To date, many healthcare institutions are using highly sensitive troponin test systems. A Anand and colleagues recently conducted a global study to assess the Universal Definition of Myocardial Infarction [1] recommendations on highly sensitive troponins, using a specially designed telephone questionnaire format. The authors interviewed physicians at 1902 medical centers in 23 countries and five continents. Cardiac troponins were used as the primary diagnostic marker for acute myocardial infarction in 96% of the centers, and creatine kinase MB continues to be used in some Latin American countries (Argentina, Mexico). Only 41% of the centers used highsensitivity assays, ranging from 7% in North America to 60% in Europe. Among institutions that used highly sensitive assay methods, the serial measurement strategy with a predominance of accelerated diagnostic pathways (0 to 3 hours) was used more frequently, with the 99th percentile diagnostic threshold most often taken into account. However, only 18% of the centers adjusted the 99th percentile thresholds by sex characteristics [39].

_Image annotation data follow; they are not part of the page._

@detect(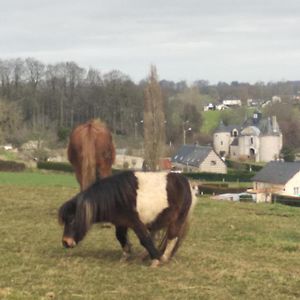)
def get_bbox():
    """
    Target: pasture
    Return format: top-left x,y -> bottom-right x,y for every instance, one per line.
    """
0,173 -> 300,299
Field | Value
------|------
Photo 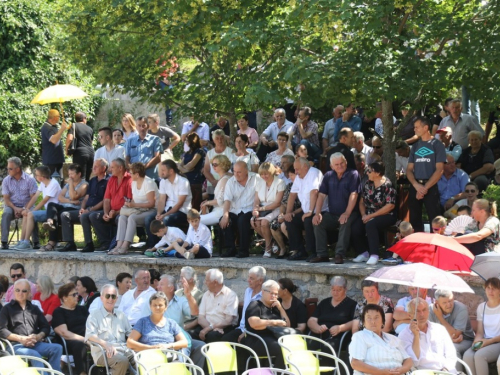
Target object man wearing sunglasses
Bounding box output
[85,284,134,375]
[0,279,62,371]
[5,263,36,302]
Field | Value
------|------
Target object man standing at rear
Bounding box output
[40,109,68,174]
[406,117,446,232]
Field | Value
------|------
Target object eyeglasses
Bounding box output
[264,289,278,296]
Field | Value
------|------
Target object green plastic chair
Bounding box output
[201,341,260,375]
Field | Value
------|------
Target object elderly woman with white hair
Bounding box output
[241,280,290,368]
[307,276,357,352]
[457,130,495,191]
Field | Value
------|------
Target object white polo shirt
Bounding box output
[160,175,193,214]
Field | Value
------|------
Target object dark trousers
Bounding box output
[66,340,88,374]
[351,214,396,255]
[408,184,441,232]
[47,202,78,242]
[285,214,316,255]
[144,208,187,248]
[73,153,94,181]
[222,211,253,255]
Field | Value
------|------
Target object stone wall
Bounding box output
[0,251,484,316]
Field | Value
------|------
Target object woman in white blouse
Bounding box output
[349,304,413,375]
[108,163,158,255]
[250,162,285,258]
[200,155,232,225]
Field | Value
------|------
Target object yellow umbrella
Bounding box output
[31,85,88,118]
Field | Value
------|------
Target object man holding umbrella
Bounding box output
[40,109,68,174]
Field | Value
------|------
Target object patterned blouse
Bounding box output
[362,177,396,215]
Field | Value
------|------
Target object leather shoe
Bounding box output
[309,257,330,263]
[81,242,95,253]
[288,253,307,260]
[57,242,77,253]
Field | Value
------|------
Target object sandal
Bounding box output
[40,243,56,251]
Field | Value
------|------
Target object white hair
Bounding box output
[353,132,365,142]
[248,266,266,280]
[330,152,347,164]
[205,268,224,284]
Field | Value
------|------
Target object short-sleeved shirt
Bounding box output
[429,301,474,340]
[363,177,396,215]
[160,174,193,214]
[312,297,357,329]
[134,316,182,345]
[181,121,210,152]
[132,176,158,203]
[52,305,89,336]
[457,145,495,176]
[40,122,64,165]
[36,179,61,209]
[290,167,328,213]
[2,172,38,207]
[245,300,282,337]
[255,176,285,206]
[320,168,361,216]
[408,138,446,180]
[280,296,307,328]
[199,285,238,325]
[354,296,394,329]
[104,172,132,211]
[148,126,176,151]
[465,216,500,255]
[125,134,163,178]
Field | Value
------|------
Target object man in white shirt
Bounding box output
[219,161,260,258]
[181,116,210,152]
[144,159,193,248]
[118,270,155,326]
[399,297,457,374]
[257,108,295,160]
[285,158,328,260]
[94,127,125,165]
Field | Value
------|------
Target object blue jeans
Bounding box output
[14,342,62,371]
[144,207,187,248]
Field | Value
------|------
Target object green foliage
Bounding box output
[0,0,100,165]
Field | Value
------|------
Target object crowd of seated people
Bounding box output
[0,264,500,375]
[2,100,500,265]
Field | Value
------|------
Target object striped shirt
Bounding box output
[2,172,38,207]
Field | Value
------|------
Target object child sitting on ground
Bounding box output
[172,209,213,259]
[382,221,415,266]
[144,220,186,258]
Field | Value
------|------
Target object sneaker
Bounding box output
[352,252,369,263]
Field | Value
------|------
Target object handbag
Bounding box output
[67,124,76,155]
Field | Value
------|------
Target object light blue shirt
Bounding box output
[125,134,163,178]
[239,288,262,331]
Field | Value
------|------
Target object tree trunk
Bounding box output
[382,100,396,187]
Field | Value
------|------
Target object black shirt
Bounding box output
[52,305,89,336]
[280,296,307,328]
[312,297,357,329]
[0,300,50,339]
[245,301,282,337]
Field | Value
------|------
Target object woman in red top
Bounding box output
[33,276,61,323]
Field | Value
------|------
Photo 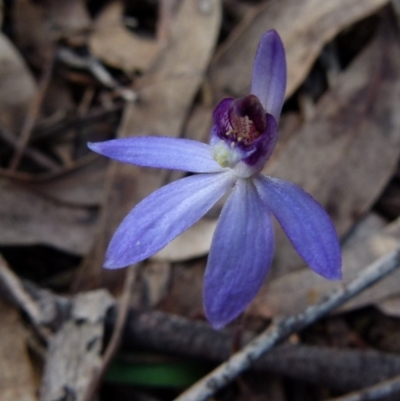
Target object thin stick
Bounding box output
[175,248,400,401]
[9,50,54,171]
[83,265,138,401]
[327,376,400,401]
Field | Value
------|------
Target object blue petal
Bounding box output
[251,30,286,121]
[104,173,235,269]
[204,179,274,329]
[88,136,223,173]
[254,175,342,280]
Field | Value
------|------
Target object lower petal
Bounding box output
[254,175,342,280]
[204,179,274,329]
[104,173,235,268]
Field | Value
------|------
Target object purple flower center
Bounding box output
[225,95,267,146]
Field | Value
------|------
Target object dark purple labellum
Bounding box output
[226,95,267,146]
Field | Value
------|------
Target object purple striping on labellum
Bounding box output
[88,30,341,328]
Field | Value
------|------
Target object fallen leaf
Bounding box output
[76,0,221,289]
[89,1,161,74]
[210,0,389,99]
[0,300,37,401]
[40,290,114,401]
[248,214,400,317]
[264,19,400,274]
[12,0,92,67]
[0,178,97,255]
[151,219,217,262]
[0,33,36,134]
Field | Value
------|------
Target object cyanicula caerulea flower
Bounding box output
[89,31,341,328]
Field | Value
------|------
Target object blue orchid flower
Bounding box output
[88,31,341,328]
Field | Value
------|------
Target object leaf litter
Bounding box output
[0,0,400,401]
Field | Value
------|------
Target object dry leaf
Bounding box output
[0,179,97,255]
[152,219,217,262]
[40,290,114,401]
[89,2,160,74]
[76,0,221,288]
[26,157,109,207]
[12,0,91,67]
[0,33,36,134]
[0,300,37,401]
[211,0,389,98]
[249,212,400,317]
[266,20,400,274]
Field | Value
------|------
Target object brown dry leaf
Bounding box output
[12,0,91,67]
[266,20,400,274]
[152,219,217,262]
[40,290,115,401]
[89,1,161,74]
[249,214,400,317]
[0,33,36,133]
[0,178,97,255]
[211,0,389,98]
[0,300,37,401]
[26,157,109,207]
[76,0,221,288]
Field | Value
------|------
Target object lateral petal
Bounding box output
[254,175,342,280]
[251,30,286,121]
[203,179,274,329]
[104,173,235,269]
[88,136,223,173]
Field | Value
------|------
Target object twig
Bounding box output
[0,255,42,325]
[0,128,59,170]
[328,376,400,401]
[83,265,138,401]
[9,50,54,171]
[119,310,400,393]
[0,255,49,342]
[175,249,400,401]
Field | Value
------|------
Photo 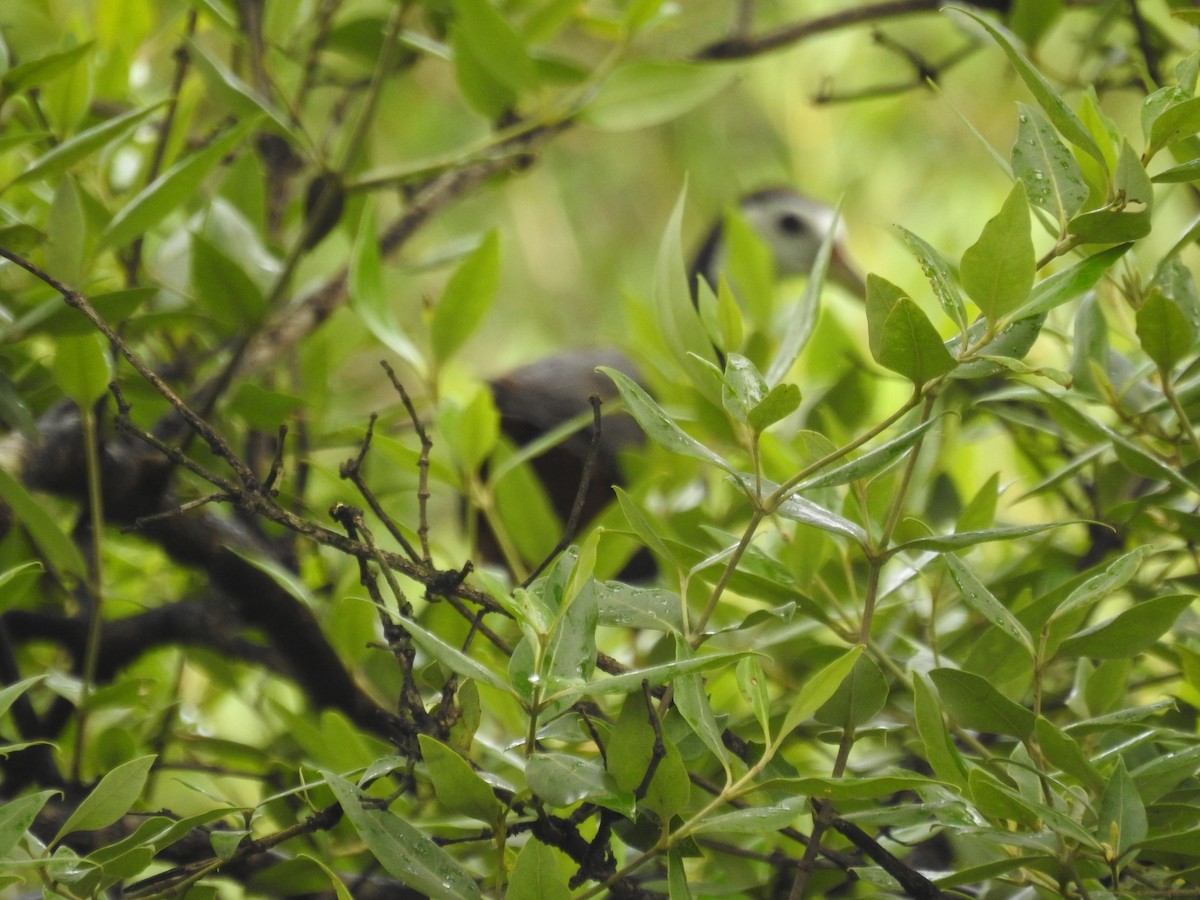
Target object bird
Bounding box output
[476,187,865,582]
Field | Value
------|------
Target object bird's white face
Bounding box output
[740,188,864,296]
[742,190,845,276]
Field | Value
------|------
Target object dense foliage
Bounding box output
[0,0,1200,899]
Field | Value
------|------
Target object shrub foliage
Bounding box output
[0,0,1200,898]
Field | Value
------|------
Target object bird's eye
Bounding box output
[775,212,809,236]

Highly sensitive methods for troponin determination: their analytical characteristics, criteria, and classification

The main analytical characteristics of the quality of troponin immunoassays are the limit of blank ─ the lowest signal generated in fluid with zero troponin concentration; the limit of detection ─ the minimum detectable concentration; the limit of quantification (limit of quantitative determination); unadjusted and age-adjusted 99th percentile; percentage of measurable values in healthy individuals; coefficient of variation; and the ratio of 99th percentile and the detection limit (Table 2) [21],[40],[41].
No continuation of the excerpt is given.